While pursing his law degree in the 1980s, Veatch looked for ways to apply math and logic to law. However, the technology wasn’t yet available. He put the thought aside for several decades and began a career in business, corporate banking and finance law.
But technology has caught up.
“With the data revolution we’re experiencing right now, we can process huge amounts of data over the internet,” Veatch said. “There have been improvements in the data sciences, math and logic. It’s come to the point where we can actually start to develop a mathematics of ideas and start applying this logic to legal analysis in ways we couldn’t do before.”
In addition to his law practice, Veatch is an author and part-time computer scientist who works with industry leaders to develop software applications in the legal and financial services industries. Projects include apps for delivering cloud-based legal advice and a digitized map of the substantive law of commercial transactions.

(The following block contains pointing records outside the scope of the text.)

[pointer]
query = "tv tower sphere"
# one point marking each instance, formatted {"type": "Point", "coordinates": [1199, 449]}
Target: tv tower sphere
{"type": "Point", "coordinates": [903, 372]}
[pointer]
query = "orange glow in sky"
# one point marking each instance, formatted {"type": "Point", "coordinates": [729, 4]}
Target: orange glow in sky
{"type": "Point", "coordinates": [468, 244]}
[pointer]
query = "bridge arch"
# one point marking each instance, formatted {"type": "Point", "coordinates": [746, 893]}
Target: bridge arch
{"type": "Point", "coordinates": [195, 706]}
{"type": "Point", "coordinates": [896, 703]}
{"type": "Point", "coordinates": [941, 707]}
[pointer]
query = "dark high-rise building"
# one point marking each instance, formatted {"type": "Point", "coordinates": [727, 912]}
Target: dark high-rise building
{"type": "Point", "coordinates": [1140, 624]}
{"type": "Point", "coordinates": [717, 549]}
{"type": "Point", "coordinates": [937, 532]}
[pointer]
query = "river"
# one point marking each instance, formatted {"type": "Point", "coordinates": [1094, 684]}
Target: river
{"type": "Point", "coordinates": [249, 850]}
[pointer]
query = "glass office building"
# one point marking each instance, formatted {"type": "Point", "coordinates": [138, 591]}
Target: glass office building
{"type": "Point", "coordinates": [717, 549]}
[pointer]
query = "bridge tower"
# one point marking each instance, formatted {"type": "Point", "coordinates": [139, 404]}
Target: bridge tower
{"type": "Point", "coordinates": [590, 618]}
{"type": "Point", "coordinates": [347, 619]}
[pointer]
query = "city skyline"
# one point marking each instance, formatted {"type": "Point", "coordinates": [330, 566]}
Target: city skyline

His latest book, The New Logic of the Law - Vol.1: Building a Foundation for Artificial Intelligence in the Law, establishes a system of logic that can serve as the foundation for artificial intelligence software applications.
Using AI based on this system of logic, Veatch is working with a company to build a new type of digitized contract. This “data contract” would be able to read an agreement and, to a certain degree, understand it. The project is still in the early stages. The data contract targets the financial services sector, but Veatch said the math and logic at its core could be applied to a number of industries.
Veatch anticipates that AI will have big consequences for the legal industry in the coming years, producing technology solutions that will save time and money. AI can quickly and more effectively complete mundane tasks that involve sifting through huge volumes of data.
He’s not worried about AI replacing attorneys, though. Instead, such technologies will allow lawyers to focus on the more interesting aspects of the law.
“AI and software can mimic how we think, but not what we think,” Veatch said. “Ultimately, decisions still have to be made by people that understand the legal principles that went into developing the law, why a contract is drafted the way it is, and what’s important to each of the parties.
“Software, at this point in time, anyway, can’t answer those types of questions.”